The short answer is you can't, at least not with that symbology method and in a single layer given the way your data is organized. A pie chart shows portions of a whole, and symbology for a layer must be based on the same fields. Each of your car brands is a separate field, so you must show all ten in every pie chart in order to ensure you show the top five since each district may have a distinct top five. Think about a single legend for that symbol - it would have to show all ten so you'd know what each color was.
There's only one way to pull this off (someone prove me wrong, please!), and you'd either need multiple legends (at least two) or a dummy layer to make a legend from. First you'd have to group your districts by creating a new field and classifying each according to a possible top five combo. So Ford Honda Toyota Mazda Chevy would be 1, Ford Honda Toyota Mazda Dodge would be 2, and so on. For the record, there are 252 possible combinations of five selections from ten choices with no repeats where order doesn't matter. You may have fewer groups than that since it's entirely possible not all combinations would be used.
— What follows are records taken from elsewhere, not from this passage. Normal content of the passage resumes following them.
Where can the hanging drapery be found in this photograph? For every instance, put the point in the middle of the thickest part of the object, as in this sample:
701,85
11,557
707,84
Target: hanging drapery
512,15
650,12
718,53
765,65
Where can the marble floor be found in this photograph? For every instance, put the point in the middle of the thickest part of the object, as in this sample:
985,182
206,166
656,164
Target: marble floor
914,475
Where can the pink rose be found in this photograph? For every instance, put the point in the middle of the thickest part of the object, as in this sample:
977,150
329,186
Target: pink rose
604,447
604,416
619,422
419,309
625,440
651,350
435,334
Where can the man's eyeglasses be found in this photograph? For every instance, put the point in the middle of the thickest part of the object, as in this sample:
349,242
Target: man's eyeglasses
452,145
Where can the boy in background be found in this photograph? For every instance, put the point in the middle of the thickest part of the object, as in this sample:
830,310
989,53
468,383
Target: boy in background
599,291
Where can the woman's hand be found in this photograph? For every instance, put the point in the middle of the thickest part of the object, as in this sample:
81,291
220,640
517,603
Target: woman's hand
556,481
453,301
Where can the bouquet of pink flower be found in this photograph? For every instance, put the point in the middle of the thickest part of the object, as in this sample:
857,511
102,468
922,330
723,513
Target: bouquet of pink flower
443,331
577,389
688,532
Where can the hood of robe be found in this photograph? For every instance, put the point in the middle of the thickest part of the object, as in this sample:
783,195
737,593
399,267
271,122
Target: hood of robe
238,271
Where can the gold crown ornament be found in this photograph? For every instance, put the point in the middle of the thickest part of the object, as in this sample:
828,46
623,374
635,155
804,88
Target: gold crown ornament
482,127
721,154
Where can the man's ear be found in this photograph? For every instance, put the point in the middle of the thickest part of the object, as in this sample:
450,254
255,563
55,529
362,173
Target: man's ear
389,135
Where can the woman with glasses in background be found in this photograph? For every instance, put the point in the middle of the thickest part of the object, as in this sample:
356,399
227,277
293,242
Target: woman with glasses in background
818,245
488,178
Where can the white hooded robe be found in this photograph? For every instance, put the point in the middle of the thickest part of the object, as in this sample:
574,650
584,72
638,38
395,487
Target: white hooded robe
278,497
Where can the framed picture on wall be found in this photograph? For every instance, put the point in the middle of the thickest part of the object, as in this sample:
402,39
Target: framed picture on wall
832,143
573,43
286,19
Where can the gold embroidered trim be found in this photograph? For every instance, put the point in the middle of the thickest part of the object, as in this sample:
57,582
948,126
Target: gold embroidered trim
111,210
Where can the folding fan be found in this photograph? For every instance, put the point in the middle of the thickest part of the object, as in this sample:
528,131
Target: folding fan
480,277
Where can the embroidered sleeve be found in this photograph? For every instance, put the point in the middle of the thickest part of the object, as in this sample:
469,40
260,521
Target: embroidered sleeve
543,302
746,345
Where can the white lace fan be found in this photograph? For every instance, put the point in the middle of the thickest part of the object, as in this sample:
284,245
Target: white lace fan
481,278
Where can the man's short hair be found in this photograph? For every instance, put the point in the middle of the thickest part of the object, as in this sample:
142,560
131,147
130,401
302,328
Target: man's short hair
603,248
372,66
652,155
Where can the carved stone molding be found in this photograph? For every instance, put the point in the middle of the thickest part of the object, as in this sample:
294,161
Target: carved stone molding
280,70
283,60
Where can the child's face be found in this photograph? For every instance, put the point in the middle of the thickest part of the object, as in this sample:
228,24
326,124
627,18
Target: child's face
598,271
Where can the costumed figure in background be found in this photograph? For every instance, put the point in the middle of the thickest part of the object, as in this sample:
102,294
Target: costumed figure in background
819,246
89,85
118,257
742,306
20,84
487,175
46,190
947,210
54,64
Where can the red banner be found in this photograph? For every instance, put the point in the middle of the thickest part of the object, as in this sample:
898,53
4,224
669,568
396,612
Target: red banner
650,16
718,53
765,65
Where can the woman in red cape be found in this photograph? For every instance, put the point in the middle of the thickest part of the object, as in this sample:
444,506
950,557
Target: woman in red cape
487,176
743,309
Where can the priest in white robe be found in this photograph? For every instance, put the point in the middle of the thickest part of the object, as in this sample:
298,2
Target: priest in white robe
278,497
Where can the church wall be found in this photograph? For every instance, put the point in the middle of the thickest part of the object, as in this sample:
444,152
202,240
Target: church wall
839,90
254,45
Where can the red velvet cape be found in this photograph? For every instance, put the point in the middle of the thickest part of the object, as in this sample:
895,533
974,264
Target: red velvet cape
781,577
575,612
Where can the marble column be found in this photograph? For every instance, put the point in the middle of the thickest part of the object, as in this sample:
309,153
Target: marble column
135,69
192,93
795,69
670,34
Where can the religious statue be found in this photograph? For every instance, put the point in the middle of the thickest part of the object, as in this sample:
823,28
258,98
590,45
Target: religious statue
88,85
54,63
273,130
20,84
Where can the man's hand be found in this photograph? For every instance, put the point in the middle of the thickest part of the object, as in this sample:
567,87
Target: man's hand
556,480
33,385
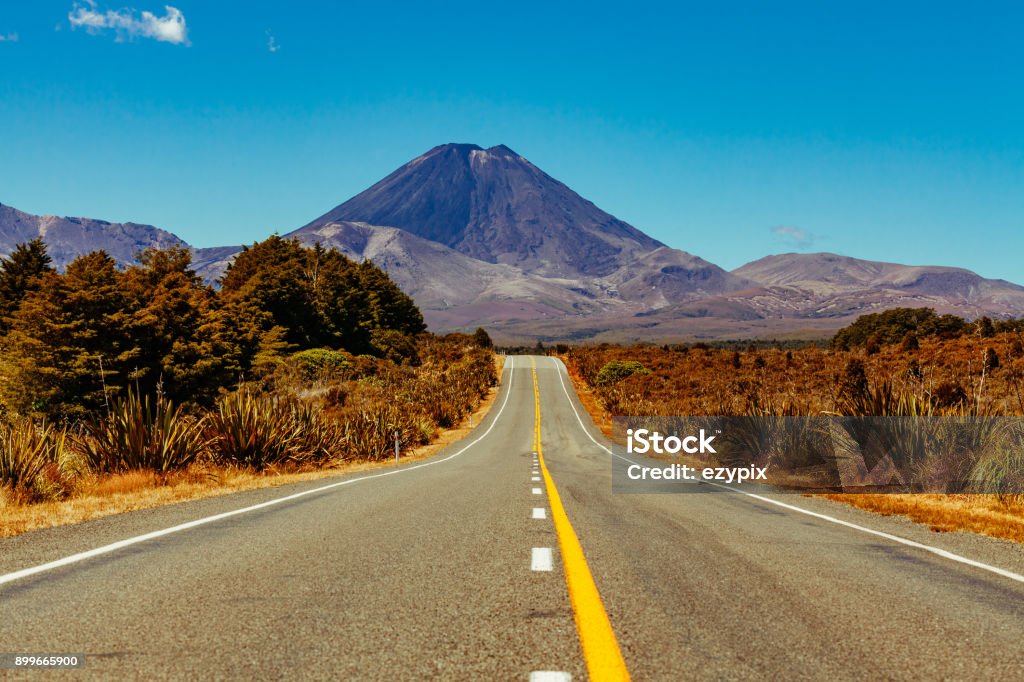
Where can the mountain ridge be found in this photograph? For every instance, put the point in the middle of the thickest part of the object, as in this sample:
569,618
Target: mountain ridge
486,238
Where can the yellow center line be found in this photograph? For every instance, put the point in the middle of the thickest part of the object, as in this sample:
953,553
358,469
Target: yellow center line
600,649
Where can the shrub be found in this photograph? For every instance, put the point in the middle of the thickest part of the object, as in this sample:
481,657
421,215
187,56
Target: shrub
481,338
321,364
253,431
615,371
27,451
991,359
948,394
140,434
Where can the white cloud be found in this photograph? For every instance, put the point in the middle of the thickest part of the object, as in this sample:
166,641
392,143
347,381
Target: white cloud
797,237
129,24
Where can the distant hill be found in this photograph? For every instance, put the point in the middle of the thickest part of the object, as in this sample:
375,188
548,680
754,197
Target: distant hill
482,237
70,238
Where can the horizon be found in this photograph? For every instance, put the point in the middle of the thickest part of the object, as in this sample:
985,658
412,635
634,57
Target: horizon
886,134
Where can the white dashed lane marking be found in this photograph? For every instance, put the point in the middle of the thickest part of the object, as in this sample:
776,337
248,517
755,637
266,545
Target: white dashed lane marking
542,559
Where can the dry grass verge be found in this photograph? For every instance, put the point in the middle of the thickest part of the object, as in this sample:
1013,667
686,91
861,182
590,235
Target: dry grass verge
113,494
986,514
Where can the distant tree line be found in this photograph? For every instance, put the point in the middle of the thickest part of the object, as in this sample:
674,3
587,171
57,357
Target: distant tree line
906,326
70,341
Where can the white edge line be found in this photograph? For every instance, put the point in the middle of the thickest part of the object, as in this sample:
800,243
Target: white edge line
824,517
113,547
550,676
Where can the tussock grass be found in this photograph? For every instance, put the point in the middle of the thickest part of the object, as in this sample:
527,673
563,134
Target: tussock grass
320,449
911,383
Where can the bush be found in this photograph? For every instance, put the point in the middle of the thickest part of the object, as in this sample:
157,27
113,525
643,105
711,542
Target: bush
140,434
253,431
322,364
27,452
615,371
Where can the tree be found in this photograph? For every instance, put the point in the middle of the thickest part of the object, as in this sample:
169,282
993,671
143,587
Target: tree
70,347
320,297
20,273
984,327
482,339
185,346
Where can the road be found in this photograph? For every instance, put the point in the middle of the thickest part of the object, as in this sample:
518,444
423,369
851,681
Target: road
443,569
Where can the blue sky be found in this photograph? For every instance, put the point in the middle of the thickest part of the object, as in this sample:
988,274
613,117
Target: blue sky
732,130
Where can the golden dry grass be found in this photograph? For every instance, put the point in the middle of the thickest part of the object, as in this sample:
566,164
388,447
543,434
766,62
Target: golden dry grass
114,494
986,514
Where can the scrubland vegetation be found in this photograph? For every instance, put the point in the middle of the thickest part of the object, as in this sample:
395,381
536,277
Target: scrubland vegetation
902,364
301,359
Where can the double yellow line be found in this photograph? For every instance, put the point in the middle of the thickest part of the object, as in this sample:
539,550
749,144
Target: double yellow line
600,649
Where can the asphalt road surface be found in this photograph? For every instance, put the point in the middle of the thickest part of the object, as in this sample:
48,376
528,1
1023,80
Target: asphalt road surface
489,562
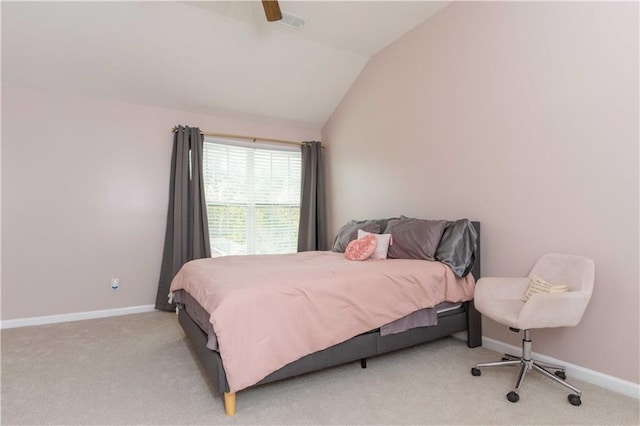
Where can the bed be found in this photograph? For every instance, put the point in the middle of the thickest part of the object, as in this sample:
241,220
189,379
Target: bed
236,335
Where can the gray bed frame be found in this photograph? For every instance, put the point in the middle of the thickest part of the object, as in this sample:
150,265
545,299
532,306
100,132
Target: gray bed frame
359,348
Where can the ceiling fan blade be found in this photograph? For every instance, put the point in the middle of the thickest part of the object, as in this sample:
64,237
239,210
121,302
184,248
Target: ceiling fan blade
272,10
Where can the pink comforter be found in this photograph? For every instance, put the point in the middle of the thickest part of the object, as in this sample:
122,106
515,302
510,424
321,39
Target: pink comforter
270,310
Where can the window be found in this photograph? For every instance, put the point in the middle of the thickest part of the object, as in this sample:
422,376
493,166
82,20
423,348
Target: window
252,192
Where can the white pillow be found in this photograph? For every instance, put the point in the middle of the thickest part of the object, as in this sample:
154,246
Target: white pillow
383,244
538,285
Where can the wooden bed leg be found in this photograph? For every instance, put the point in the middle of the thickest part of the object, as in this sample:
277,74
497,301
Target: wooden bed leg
230,403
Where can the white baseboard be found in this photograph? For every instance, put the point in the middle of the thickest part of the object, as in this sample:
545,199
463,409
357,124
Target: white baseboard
78,316
614,384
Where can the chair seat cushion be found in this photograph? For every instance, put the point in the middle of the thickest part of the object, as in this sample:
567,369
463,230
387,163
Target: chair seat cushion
503,311
538,285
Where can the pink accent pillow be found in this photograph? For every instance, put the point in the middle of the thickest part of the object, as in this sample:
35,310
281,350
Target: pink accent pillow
362,248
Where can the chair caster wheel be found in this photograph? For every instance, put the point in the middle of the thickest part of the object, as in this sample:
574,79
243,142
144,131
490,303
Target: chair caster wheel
574,400
561,374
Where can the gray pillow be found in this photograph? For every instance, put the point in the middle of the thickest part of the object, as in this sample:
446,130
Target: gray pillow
414,238
349,232
457,247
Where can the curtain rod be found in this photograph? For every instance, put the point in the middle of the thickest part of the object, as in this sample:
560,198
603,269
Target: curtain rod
251,138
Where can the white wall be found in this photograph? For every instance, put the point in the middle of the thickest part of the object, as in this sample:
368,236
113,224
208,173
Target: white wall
85,187
524,116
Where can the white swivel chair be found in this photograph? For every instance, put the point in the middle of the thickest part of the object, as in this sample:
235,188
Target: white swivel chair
500,300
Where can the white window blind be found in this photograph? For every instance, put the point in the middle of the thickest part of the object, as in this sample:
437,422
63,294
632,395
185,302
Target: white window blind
252,192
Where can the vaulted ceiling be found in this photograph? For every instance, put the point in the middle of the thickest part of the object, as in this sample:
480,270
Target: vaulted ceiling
210,57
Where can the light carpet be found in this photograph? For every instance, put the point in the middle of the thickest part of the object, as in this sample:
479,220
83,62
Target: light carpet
139,369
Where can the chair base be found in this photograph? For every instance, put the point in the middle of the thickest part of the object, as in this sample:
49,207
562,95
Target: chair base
527,364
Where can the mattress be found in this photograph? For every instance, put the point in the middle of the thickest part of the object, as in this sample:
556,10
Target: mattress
420,318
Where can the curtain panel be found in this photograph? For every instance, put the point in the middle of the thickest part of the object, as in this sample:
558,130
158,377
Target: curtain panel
187,232
312,233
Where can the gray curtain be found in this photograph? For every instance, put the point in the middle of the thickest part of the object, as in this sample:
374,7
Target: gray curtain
187,234
312,233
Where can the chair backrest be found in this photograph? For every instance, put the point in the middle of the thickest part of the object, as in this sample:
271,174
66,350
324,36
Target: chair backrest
577,272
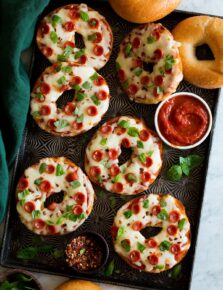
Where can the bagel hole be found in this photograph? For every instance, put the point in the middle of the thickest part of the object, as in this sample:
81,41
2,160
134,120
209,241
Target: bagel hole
204,52
150,232
125,155
66,97
79,41
148,66
54,197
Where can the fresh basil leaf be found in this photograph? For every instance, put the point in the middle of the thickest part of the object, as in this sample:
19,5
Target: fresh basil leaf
164,246
140,247
75,184
128,214
174,173
109,269
59,170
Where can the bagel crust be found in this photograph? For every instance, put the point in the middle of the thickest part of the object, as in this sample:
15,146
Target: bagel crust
153,44
161,252
78,285
56,36
48,177
195,31
91,99
142,11
135,175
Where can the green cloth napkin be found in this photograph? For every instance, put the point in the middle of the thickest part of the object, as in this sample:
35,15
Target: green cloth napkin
18,19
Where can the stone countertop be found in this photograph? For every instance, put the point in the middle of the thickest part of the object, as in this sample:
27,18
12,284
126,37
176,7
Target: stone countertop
208,266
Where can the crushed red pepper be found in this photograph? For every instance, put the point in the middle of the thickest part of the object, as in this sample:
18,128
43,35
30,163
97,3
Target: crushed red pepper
84,253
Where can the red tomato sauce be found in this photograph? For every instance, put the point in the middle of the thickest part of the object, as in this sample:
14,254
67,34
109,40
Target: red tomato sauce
183,120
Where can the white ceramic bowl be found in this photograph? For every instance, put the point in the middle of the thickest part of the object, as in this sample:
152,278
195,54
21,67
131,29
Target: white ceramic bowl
192,145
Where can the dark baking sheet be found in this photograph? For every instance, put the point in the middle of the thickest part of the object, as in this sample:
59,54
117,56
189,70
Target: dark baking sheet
38,144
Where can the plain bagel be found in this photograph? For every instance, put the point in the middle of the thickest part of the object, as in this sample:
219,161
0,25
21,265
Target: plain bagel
78,285
195,31
142,11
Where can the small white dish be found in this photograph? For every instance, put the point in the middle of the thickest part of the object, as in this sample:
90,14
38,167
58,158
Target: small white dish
188,146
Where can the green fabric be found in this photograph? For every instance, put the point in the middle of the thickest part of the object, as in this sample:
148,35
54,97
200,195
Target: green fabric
18,19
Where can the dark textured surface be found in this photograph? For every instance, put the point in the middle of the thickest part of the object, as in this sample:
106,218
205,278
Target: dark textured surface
39,144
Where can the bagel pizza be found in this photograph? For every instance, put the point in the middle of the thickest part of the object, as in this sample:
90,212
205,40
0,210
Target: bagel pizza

Next you'd have to add your layer the same number of times as you end up with combinations and put a definition query on each so they only show the districts with the same top five. You could also add a dummy layer from a separate dataset that has a single row with equal numbers for all cars that would be used to create a neat legend.
With that done you have to symbolize each of the layers with the chart symbology, picking the correct top five attributes to be included and making sure to manually set consistent colors. Meaning Mazda is yellow everywhere, for example. You'd then have your desired map.
Depending on how many districts you have, it might be faster just to create individual charts for them (be that in Excel or ArcGIS) and scale/place over the district. Or just deal with showing all ten and not just the top five.